My mother had finished only the Third grade, due to the occupation of her father, who was a drayer, a person who worked on roads and other infrastructure projects. This required her family to move quite often without being able to attend school. She became a self-educated person by attending movies and then writing the plot of the story on her own. She told me that in school she had attended, her class had always used the Bible as a book to teach reading. She felt that schools should still be using the Bible in the classroom, rather than all the other books we had at our disposal. History shows that most schools were either religious in nature or continued to use religious material in their studies up until the turn of the century and even much later.
Mother’s thinking was very prevalent in the early day communities in that people saw education as a religious function, rather than as the teaching of reading and math for achieving educational understanding. All three of the Southern churches (Baptist, Methodist and Presbyterians) believed as the Southern Baptist Convention declared, in 1913, that God believes in education but that their endorsement of public education be coupled with demands that they operate under a religious influence. Obviously, as a school principal, my mother and I did not share the same religious convictions about education.
Shortly after this time, I attended the Royal Ambassador (R.A.) camp at Lake Brownwood for three days and what was supposed to be a enjoyable Summer outing turned out to be a three day confinement in a Baptist penal institution for boys too young for prison confinement.

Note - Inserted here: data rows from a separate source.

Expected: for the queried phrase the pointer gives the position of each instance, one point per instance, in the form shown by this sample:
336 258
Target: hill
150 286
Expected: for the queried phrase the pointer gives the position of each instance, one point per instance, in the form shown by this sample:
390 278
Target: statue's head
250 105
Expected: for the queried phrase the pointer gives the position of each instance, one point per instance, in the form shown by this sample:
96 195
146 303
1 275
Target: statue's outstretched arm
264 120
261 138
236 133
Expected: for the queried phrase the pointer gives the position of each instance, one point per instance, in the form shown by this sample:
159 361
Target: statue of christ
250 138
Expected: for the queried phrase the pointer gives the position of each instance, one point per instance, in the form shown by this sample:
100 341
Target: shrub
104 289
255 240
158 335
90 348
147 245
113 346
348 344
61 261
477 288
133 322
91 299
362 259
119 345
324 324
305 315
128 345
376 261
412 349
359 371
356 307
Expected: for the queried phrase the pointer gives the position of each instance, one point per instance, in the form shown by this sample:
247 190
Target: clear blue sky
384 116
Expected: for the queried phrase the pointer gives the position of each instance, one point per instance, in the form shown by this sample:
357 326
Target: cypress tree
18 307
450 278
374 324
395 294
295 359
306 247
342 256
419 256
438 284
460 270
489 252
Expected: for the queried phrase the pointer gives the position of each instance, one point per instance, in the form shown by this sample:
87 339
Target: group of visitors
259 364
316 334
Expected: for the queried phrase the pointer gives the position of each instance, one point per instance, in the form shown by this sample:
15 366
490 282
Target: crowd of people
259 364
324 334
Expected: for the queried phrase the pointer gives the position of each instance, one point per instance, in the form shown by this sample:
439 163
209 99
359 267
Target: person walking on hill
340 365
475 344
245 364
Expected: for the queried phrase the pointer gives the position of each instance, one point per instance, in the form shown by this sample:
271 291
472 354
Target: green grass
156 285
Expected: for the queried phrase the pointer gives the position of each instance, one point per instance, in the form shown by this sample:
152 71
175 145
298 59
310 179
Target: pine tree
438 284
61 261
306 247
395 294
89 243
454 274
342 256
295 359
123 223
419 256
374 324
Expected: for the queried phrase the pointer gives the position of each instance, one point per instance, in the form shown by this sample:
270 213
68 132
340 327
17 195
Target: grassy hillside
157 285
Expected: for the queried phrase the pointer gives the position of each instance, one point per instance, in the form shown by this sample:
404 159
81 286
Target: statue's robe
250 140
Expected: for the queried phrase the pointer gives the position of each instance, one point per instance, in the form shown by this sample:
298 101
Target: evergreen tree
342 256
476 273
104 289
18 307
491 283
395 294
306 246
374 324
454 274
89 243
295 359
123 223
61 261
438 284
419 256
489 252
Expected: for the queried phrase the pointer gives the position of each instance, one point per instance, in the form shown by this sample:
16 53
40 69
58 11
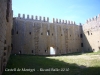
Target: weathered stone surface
5 31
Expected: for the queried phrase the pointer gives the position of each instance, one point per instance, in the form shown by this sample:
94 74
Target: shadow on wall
35 65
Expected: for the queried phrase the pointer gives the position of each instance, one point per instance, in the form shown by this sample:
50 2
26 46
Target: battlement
44 19
93 19
33 18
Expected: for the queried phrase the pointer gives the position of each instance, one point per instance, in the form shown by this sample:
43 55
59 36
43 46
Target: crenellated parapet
44 19
95 18
63 21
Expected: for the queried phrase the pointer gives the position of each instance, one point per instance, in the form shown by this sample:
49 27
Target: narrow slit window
30 33
32 51
81 36
48 32
41 33
81 44
88 32
17 32
5 42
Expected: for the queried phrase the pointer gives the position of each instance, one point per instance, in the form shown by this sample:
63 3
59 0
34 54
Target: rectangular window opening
17 32
88 33
81 36
5 42
48 32
81 44
12 31
41 33
30 33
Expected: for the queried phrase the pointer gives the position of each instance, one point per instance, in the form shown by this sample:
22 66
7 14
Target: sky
73 10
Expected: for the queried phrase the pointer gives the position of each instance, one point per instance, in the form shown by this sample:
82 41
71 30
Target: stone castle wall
5 32
91 30
36 36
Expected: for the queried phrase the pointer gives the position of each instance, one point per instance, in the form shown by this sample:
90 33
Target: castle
37 36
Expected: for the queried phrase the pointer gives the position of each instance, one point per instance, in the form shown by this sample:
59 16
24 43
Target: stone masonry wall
91 30
36 36
5 32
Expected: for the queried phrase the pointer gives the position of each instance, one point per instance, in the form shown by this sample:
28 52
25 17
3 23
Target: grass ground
73 64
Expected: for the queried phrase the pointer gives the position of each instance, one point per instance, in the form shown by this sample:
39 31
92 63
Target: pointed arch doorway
52 51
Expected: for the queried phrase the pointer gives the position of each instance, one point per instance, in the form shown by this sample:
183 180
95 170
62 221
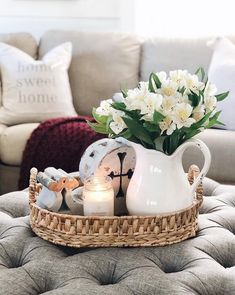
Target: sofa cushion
33 90
222 74
101 64
163 54
22 41
12 142
202 265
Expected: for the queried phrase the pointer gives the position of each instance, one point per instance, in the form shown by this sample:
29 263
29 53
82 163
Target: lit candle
98 196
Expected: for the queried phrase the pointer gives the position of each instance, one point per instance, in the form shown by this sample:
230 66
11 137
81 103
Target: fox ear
59 56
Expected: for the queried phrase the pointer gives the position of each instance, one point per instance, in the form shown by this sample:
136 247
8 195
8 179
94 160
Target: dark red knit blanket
59 143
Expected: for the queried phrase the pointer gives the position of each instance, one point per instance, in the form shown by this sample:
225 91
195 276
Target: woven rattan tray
113 231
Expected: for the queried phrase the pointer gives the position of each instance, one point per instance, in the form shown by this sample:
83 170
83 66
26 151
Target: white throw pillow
35 90
222 74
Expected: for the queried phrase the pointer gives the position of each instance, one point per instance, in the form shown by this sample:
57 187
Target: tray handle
193 173
33 185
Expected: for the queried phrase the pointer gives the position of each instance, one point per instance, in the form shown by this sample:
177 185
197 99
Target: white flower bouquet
162 113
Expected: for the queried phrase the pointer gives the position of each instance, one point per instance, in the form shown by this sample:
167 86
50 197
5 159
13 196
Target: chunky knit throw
59 143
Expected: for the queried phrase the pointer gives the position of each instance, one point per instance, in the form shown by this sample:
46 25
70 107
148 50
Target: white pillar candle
98 196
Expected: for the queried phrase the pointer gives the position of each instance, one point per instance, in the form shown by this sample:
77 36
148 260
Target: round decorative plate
110 158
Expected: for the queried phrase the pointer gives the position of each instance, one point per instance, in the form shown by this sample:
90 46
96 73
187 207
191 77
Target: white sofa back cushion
222 74
163 54
102 63
22 41
34 91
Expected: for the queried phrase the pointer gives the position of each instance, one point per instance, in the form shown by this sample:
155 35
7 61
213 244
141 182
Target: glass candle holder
98 196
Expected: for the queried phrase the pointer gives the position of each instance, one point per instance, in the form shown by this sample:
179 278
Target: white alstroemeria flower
179 77
167 125
210 103
168 103
105 107
118 125
143 100
151 103
162 76
181 115
183 98
135 96
168 88
199 112
118 97
192 83
210 89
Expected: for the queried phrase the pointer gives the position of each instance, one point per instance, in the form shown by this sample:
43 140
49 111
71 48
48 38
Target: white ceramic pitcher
159 183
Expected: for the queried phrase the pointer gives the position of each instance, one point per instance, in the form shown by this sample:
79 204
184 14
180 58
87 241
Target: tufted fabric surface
203 265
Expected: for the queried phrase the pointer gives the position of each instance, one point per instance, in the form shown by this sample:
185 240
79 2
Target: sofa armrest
2 128
222 146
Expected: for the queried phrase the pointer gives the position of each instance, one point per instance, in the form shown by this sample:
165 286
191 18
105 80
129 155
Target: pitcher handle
207 159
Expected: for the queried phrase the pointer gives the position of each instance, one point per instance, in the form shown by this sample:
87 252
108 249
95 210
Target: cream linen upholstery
101 64
22 41
12 142
162 54
222 146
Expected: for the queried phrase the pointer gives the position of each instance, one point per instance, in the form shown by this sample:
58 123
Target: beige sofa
101 64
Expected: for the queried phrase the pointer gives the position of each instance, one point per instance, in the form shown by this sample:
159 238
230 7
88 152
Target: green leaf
159 143
213 120
99 128
171 142
200 72
120 106
194 98
138 130
99 118
151 127
126 134
201 122
157 117
220 123
124 92
222 96
153 79
109 120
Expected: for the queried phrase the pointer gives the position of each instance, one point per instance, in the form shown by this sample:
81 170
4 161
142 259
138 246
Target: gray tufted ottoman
202 265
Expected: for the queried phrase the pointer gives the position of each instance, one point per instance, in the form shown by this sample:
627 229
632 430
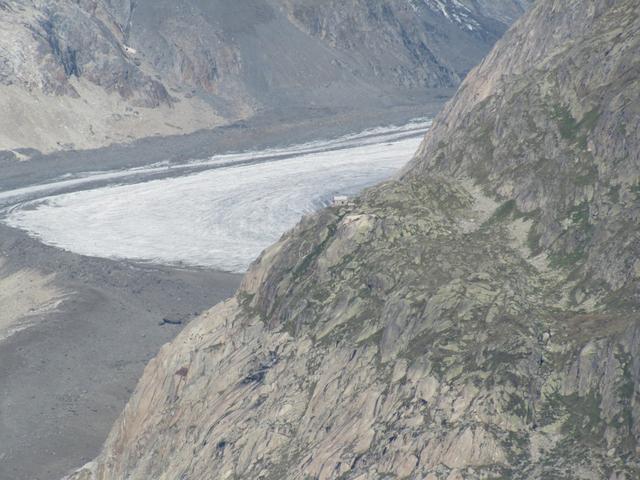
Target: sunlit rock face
82 74
475 318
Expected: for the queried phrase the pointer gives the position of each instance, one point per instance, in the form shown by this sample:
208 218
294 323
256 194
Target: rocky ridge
476 317
81 74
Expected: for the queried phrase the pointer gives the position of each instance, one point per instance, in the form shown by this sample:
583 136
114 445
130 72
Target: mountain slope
475 318
79 74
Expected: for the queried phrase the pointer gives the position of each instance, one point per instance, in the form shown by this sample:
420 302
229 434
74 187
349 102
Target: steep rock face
430 329
408 43
92 72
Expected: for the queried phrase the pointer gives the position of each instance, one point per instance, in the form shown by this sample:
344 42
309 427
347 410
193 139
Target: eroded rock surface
475 318
82 74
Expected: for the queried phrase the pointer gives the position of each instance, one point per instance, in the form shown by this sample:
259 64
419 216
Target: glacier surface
219 218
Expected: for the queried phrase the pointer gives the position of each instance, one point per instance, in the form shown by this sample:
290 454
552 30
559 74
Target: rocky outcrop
81 74
435 328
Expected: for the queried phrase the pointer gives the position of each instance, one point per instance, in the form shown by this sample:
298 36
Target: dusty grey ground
64 380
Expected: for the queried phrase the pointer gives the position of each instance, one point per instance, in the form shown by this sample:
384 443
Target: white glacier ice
220 218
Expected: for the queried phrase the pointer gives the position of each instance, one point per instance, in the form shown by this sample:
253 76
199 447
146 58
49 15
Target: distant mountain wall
80 74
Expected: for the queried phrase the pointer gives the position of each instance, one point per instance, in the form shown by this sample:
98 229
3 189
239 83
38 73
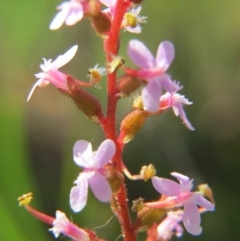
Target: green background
36 138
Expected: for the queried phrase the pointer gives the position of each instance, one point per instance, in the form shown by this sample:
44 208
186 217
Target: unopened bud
136 1
127 85
206 191
91 8
148 216
115 178
85 101
137 103
148 172
131 124
101 23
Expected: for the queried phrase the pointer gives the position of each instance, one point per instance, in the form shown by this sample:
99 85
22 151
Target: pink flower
170 226
181 195
70 12
51 74
62 225
93 173
132 20
176 101
111 4
153 70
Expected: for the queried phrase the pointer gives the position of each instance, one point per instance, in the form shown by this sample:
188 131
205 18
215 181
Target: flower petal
150 96
60 17
165 55
140 54
78 194
82 153
178 110
100 187
181 178
75 15
203 202
104 153
38 83
165 186
192 219
61 60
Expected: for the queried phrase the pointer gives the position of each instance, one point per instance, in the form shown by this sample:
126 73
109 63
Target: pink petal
140 54
203 202
78 195
82 153
150 96
165 55
60 17
61 60
168 84
104 153
100 188
178 110
192 219
165 186
181 178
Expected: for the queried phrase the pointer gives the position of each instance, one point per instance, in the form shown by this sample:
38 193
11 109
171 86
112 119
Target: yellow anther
137 103
25 199
115 64
94 75
148 172
130 20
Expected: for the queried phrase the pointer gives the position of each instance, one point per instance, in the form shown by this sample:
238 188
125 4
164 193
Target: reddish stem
111 46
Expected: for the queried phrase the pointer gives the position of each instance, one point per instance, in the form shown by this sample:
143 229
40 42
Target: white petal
78 195
192 219
166 186
150 96
140 54
61 60
60 17
82 153
165 55
38 83
104 153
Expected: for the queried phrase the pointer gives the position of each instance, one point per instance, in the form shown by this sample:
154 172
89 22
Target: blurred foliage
37 137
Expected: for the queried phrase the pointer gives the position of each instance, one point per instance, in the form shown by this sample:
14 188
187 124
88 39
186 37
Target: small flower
176 101
93 173
181 195
132 19
70 12
153 70
170 226
51 74
62 225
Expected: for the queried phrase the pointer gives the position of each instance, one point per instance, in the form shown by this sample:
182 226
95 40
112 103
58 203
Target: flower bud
131 124
127 85
148 172
91 8
136 1
115 178
101 23
85 101
147 216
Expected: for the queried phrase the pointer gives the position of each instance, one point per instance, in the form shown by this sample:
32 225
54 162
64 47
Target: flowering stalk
102 170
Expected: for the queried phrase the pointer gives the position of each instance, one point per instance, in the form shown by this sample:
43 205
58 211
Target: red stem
111 46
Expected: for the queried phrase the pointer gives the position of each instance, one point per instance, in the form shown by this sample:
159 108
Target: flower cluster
103 170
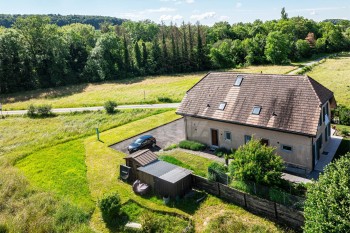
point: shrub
(217, 172)
(110, 106)
(328, 200)
(258, 163)
(192, 145)
(3, 228)
(165, 100)
(110, 206)
(221, 151)
(44, 110)
(171, 147)
(31, 111)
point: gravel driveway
(165, 135)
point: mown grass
(335, 75)
(60, 169)
(21, 136)
(197, 164)
(152, 89)
(103, 171)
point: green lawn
(60, 169)
(197, 164)
(21, 136)
(153, 89)
(335, 75)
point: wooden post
(98, 134)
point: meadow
(141, 90)
(335, 75)
(59, 164)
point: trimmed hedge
(192, 145)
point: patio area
(326, 156)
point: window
(256, 110)
(247, 138)
(264, 141)
(222, 105)
(239, 80)
(287, 148)
(228, 135)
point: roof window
(222, 105)
(256, 110)
(239, 80)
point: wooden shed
(139, 159)
(166, 179)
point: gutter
(254, 126)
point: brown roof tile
(143, 157)
(288, 102)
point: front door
(214, 137)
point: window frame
(225, 136)
(285, 145)
(246, 140)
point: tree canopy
(38, 52)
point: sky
(205, 11)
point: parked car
(142, 142)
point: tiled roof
(288, 102)
(143, 157)
(165, 171)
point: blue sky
(205, 11)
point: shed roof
(143, 157)
(288, 103)
(165, 171)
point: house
(164, 178)
(288, 112)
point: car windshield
(139, 141)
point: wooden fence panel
(290, 216)
(261, 206)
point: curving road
(98, 108)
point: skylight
(239, 80)
(256, 110)
(222, 105)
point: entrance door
(214, 137)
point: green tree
(138, 57)
(284, 14)
(105, 60)
(277, 47)
(258, 163)
(328, 200)
(303, 49)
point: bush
(31, 111)
(40, 110)
(171, 147)
(344, 115)
(221, 151)
(110, 206)
(217, 172)
(44, 110)
(258, 163)
(192, 145)
(328, 200)
(110, 106)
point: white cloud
(160, 10)
(224, 18)
(170, 17)
(206, 15)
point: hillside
(7, 20)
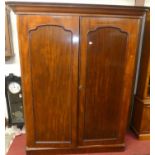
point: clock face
(14, 87)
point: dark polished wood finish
(141, 111)
(78, 66)
(9, 52)
(107, 62)
(139, 2)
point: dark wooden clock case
(78, 68)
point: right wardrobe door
(108, 49)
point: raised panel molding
(77, 93)
(101, 47)
(51, 63)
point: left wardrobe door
(49, 63)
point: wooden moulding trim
(26, 8)
(78, 149)
(140, 136)
(145, 101)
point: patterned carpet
(133, 147)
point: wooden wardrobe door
(108, 48)
(49, 60)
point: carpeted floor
(133, 147)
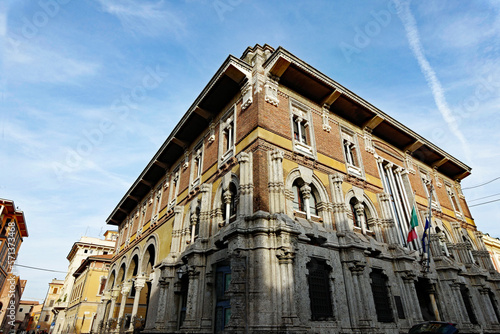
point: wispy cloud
(37, 64)
(147, 18)
(413, 37)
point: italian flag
(412, 235)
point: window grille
(381, 296)
(319, 290)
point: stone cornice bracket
(356, 267)
(246, 93)
(211, 134)
(410, 166)
(367, 136)
(326, 118)
(271, 90)
(285, 255)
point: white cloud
(413, 37)
(143, 17)
(37, 64)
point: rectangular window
(351, 153)
(393, 179)
(454, 201)
(196, 165)
(426, 182)
(227, 135)
(223, 305)
(174, 185)
(319, 290)
(468, 304)
(301, 125)
(381, 296)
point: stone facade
(282, 203)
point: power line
(480, 185)
(42, 269)
(477, 199)
(496, 200)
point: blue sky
(89, 91)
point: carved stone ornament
(326, 113)
(271, 90)
(247, 96)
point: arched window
(229, 204)
(313, 209)
(305, 198)
(298, 199)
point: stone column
(125, 291)
(115, 292)
(246, 183)
(390, 232)
(360, 215)
(276, 184)
(486, 306)
(101, 312)
(432, 296)
(359, 305)
(177, 230)
(139, 284)
(192, 298)
(306, 195)
(206, 199)
(162, 305)
(289, 314)
(227, 196)
(462, 314)
(339, 208)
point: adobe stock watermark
(121, 108)
(363, 35)
(487, 88)
(10, 311)
(224, 6)
(32, 25)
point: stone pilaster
(275, 182)
(138, 285)
(246, 183)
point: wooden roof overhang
(223, 86)
(18, 215)
(314, 85)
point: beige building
(282, 203)
(47, 315)
(85, 247)
(493, 247)
(13, 230)
(90, 281)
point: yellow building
(90, 280)
(493, 247)
(35, 315)
(47, 315)
(12, 231)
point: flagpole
(428, 260)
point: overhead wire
(495, 200)
(42, 269)
(477, 199)
(480, 185)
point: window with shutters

The girls and boys were not allowed to swim together as this might lead to lustful thoughts and I hadn’t had enough experience to know of any lustful ideas. We began each day with morning vespers, had religious training in the afternoon and ended the evenings with long boring sermons by young College ministerial students. They saw all of the young boys much like the football team would see the tackling dummies – something to pound hard on while getting in lots of free practice. I remember telling my mother on return from the camp, “Don’t you ever try to send me back to one of those camps again!”
I think that this experience helped to inoculate me against the Baptist subordination and indoctrination techniques (modus Operandi) more than anything else ever did. I am not saying that I did not find many good convictions and Christian ideals from the Baptist Church to follow but I don’t think they were taught by the preachers. Rather, they were caught from those around me who really practiced religious behavior in their daily lives, such as my mother and father.
The one thing I most value about my experience as a Baptist is a devout belief in the separation of Church and State and the partition which separates Church and politics. It is a belief that is good for both the Church and the State. Baptists used to believe in this precept and I respect those who were able to cling to this idea that religion and politics shouldn’t be mixed – for if left unchecked, one can so easily destroy the value of the other – an actuality or occurrence which has been playing out on the World stage for years!